"Have courage and be kind." ~ Cinderella Week
*wherein Olivia will insert many pictures of various Cinderellas staring thoughtfully off into the middle distance*
I never really considered Cinderella to be one of my favorite princesses, so I've been a little surprised at my own enthusiasm for this Cinderella Week. It got me thinking, what is it about the story of Cinderella that so appeals to us? What is it about it that so appeals to me? So here I am to importune you further with farfetched, rambling philosophic conjectures, lovely pictures, and hopefully some fun :)
One thing I've realized that I love about the story of Cinderella (at least, in some of the versions) is how imaginative she is. She daydreams a lot, and she lets herself! She knows it doesn't keep her from faithfully and thoroughly performing her duties, so where's the harm? As someone who spends quite a lot of time inside my own head, I like that :D Isn't it fun to let your mind ponder the intricacies of Pauline and Mrs. Harris' relationship when you're washing the dishes, or sigh contentedly over some Rather Lovely hero? Though Cinderella's situation is often dismal, she keeps up her courage and cultivates her natural optimism through cherishing her dreams and imagining the possibility of, someday, a better life--whether that better life is to be attained through a visit to the palace, a kind friend, or a regaining of her home.
Cinderella is unquestionably a dreamer, and she knows it.
Cinderella is also a very hard worker. ("Thanks, Captain Obvious.") Though her life is unfair and her stepfamily cruel and demanding, she doesn't sit around moping, nor does she run away to escape their tyranny. She just quietly and confidently assumes the role unjustly foisted onto her for the good of others. I like how this point is made in both Ever After and '15 Cinderella: the girl is committed to sticking it out because she knows that's what her parents would have wanted. A new stepmother has control of her childhood home, the home she's grown up in, the home her parents loved--and she's not about to see it go to ruin.
Perhaps one of the reasons we love this story is because it has such a worthy heroine.
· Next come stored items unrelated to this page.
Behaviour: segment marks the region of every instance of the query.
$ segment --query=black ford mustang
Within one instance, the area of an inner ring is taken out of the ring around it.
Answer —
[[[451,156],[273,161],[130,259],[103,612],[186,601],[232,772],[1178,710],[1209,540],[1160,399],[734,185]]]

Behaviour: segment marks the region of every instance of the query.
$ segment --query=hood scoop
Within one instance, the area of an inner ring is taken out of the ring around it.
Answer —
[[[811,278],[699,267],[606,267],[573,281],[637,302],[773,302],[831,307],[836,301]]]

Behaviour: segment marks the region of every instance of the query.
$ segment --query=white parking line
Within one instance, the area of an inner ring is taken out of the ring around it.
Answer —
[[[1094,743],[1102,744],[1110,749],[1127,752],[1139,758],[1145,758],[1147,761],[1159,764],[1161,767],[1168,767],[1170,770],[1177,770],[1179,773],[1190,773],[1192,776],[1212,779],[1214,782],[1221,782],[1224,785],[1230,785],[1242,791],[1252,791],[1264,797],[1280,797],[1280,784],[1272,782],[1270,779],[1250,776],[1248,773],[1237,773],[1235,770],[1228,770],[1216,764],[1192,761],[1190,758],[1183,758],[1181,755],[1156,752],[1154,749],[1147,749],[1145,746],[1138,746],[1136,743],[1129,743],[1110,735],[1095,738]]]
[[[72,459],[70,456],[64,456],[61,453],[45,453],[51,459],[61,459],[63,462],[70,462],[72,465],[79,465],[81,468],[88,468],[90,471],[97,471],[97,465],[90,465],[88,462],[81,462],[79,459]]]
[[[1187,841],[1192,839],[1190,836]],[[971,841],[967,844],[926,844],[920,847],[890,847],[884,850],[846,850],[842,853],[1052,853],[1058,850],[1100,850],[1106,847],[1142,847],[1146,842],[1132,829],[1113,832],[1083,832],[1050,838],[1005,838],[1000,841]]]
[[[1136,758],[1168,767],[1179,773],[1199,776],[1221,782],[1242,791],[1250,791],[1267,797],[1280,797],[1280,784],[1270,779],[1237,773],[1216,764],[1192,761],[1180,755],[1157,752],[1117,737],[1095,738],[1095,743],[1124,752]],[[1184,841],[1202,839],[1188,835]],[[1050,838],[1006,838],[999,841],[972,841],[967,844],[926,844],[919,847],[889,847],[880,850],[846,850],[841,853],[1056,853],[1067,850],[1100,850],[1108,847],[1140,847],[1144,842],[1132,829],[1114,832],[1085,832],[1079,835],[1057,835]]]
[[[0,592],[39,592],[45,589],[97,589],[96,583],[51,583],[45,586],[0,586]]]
Life certainly hasn't thrown her sunshine and daisies, and yet she remains humble, kind, and diligent.
The Cinderella story has such important, though overlooked, lessons. "Have faith in your dreams, and someday your rainbow will come smiling through." "Have courage and be kind; for where there is kindness, there is goodness, and where there is goodness, there is magic." And, to quote my mother, "Do not let your circumstances dictate who you are."
The tale illustrates the power of dreams, yes, but especially, and more simply, the power of optimism. Refusing to sink into despair, no matter how low your station becomes; no matter how bleak and changeless your future looks; no matter how undervalued you are; no matter how much others choose to degrade you.
And, of course, we all love the rags-to-riches aspect of the story. But why is that? We rejoice when a woman, who has so much to give but so little expectations or prospects, is finally united with a man who appreciates her for who she is and who will give her the life she deserves, taking her out of the destitution of her former life.
What if the reason we all find ourselves so drawn to this the story is that it is, in essence, what happened for us through Christ? Of course, I recognize that there are worlds of difference between the story of salvation and the story "of the little cinder girl"--Cinderella was taken into the royal family because she herself deserved it, while we will never be able to deserve what Jesus did for us. But the beauty for ashes portion of the tale is the same. Jesus Christ took a broken world that was poverty-stricken in more ways than one and ransomed it. He redeemed the desolation of humanity and gave us the hope of future glory. Like Cinderella, we now have access to our own Prince. Ours is a Prince of Peace, and He invites us to leave behind the destitution of our sin and thrive in the light of His majesty.